A woman in Grand Rapids, Mich., who paid off the layaway accounts of three strangers in a Kmart store on Dec. 6 has inspired a wave of copycat giving. In California, Florida, Indiana, Illinois, Iowa, Montana and Nebraska, good Samaritans having been volunteering to pick up the tab for families that have been paying for their Christmas gifts over time.
In Naperville, Ill., a Kmart assistant manager told the Naperville Sun that about a dozen anonymous donors had paid off strangers’ layaway accounts at his store on Friday and Saturday. “They’ll kind of pick a layaway” account and pay off the balance, which is typically $70 to $100, he told the Naperville Sun.
In Missoula, Mont., a man paid off the accounts of six customers whose layaway orders were about to be returned to a Kmart store's inventory because of late payments, The Associated Press reported. An anonymous Silicon Valley donor spent $9,800 paying down 63 layaway accounts at a Kmart store in Hayward, Calif., last week after hearing about the good Samaritan in Grand Rapids. In an email, he told the San Jose Mercury News, "I couldn't sleep last night thinking about it, and wanted to help. I do not want publicity, only to encourage others to pay it forward."
"People feel good about doing something good for someone else, and it's really catching on," Alba Strong, manager of a Kmart in Hialeah, Fla., told the AP.

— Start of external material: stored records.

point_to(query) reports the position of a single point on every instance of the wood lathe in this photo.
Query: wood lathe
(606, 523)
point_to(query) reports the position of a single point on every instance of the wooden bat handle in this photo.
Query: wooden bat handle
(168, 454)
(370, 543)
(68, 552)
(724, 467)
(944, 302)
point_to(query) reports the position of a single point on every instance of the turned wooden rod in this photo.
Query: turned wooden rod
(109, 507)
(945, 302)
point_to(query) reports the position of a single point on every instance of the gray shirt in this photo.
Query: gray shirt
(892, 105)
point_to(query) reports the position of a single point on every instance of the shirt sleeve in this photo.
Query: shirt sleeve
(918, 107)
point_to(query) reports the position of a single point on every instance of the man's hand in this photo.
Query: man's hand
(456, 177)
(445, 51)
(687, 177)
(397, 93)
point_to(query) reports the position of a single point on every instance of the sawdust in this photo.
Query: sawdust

According to the San Jose Mercury News:
The benefactors generally ask to help families who are squirreling away items for young children. They often pay a portion of the balance, usually all but a few dollars or cents so the layaway order stays in the store's system.

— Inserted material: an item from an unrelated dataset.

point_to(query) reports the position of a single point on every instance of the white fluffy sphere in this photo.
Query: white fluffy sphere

Kmart officials told the AP that they had nothing do with this spontaneous outbreak of generosity. "It is honestly being driven by people wanting to do a good deed at this time of the year," said Salima Yala, Kmart's division vice president for layaway.
The donors seem to be mostly paying off layaway accounts at Kmart stores, which offer layaway throughout the year, though a Wal-Mart spokesman told the Naperville Sun that layaway angels had visited their stores in Joplin, Mo., and Chicago. Wal-Mart instituted a holiday season layaway program this year.